İşte huzurun formülü!..

A -
A +

Balıkesir erenlerinden bir büyük zat var. "Barak Baba"... Bu zatı sevmeyen biri vardı ki, çirkin şeyler söylerdi hakkında. Hatta hızını alamayıp, hakaret dolu bir mektup yazıp gönderdi bir gün. Barak Baba, okuttu onu bir talebesine. Sükunetle dinledikten sonra, - Yaz! dedi. Ve özetle şu mektubu yazdırdı: "Muhterem kardeşim. Evet, sizin de buyurduğunuz gibi ben Rabbimin beğendiği gibi bir kul olamadım. Halbuki en büyük arzum bu idi. Ne olur, dua edin de, bu arzuma kavuşayım..." Sonra döndü talebesine: - Bunu o kimseye götür evladım! - Başüstüne hocam. Eyvaah! Ben n'aptım? Adam mektubu okuyunca, - Eyvaah! dedi kendi kendine. Ben ne yaptım? Bu zat, bizim gibi alelade bir insan değilmiş. Mahcup ve pişmandı. Dergaha koşup, diz çöktü önünde. - Affedin hocam. - Hayrola, ne oldu? - Hakkınızda yanlış fikre saplanmışım. Mübarek sevgiyle baktı ona. - Sen çok iyi bir insansın. Adam daha da şaşırdı. - İyi insan mıyım? - Evet. İyi biri olmasaydın, pişman olup bu kapıya gelmezdin. Ve ondan söz aldı - Sen şimdi söz ver. Bana dua edecek misin? - Hem de ömür boyu. *** Biri sordu bu zata: - Huzurlu olmak istiyorum. Ne yapayım? - Günah işleme. - O zaman huzurlu olur muyum? - Evet.

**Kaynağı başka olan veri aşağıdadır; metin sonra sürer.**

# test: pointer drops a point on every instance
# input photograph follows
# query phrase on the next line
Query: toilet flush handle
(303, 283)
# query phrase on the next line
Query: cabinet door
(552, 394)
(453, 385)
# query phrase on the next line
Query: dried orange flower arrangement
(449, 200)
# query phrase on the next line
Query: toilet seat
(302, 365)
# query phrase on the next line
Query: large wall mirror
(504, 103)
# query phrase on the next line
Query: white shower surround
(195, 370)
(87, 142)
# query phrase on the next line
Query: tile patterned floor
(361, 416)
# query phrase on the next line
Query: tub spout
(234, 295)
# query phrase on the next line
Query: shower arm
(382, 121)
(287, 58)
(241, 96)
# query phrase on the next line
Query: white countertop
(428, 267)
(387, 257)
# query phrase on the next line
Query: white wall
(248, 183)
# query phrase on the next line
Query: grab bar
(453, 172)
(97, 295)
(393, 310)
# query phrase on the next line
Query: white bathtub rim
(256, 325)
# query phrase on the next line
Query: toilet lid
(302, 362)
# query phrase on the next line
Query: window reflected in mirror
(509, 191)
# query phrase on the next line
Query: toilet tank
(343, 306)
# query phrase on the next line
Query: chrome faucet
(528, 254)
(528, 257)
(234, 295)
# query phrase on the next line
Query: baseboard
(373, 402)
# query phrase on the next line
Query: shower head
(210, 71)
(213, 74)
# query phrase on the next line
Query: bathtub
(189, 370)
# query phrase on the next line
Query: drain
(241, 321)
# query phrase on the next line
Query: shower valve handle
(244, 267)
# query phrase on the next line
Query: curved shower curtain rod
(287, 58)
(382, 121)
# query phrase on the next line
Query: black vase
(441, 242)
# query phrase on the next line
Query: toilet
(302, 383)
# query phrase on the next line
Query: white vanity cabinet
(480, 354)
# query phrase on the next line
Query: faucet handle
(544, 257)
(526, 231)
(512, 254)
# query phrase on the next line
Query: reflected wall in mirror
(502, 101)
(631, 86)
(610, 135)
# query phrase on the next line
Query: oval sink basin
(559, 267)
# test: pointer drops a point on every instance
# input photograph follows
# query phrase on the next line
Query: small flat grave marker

Huzursuzluk günah işlemekten olur. Ayağımız taşa takılsa, evde tabak kırılsa, işlediğimiz bir günah sebebiyledir. - Başka tavsiyeniz? - Kendini beğenme. Kendini beğenen huzurlu olamaz. - Başka hocam? - Şikâyetçi olma. Toprak gibi, paspas gibi ol. Görmez misin, bunlar ayaklar altında çiğnenirler de yine ses çıkarmaz, şikâyet etmezler.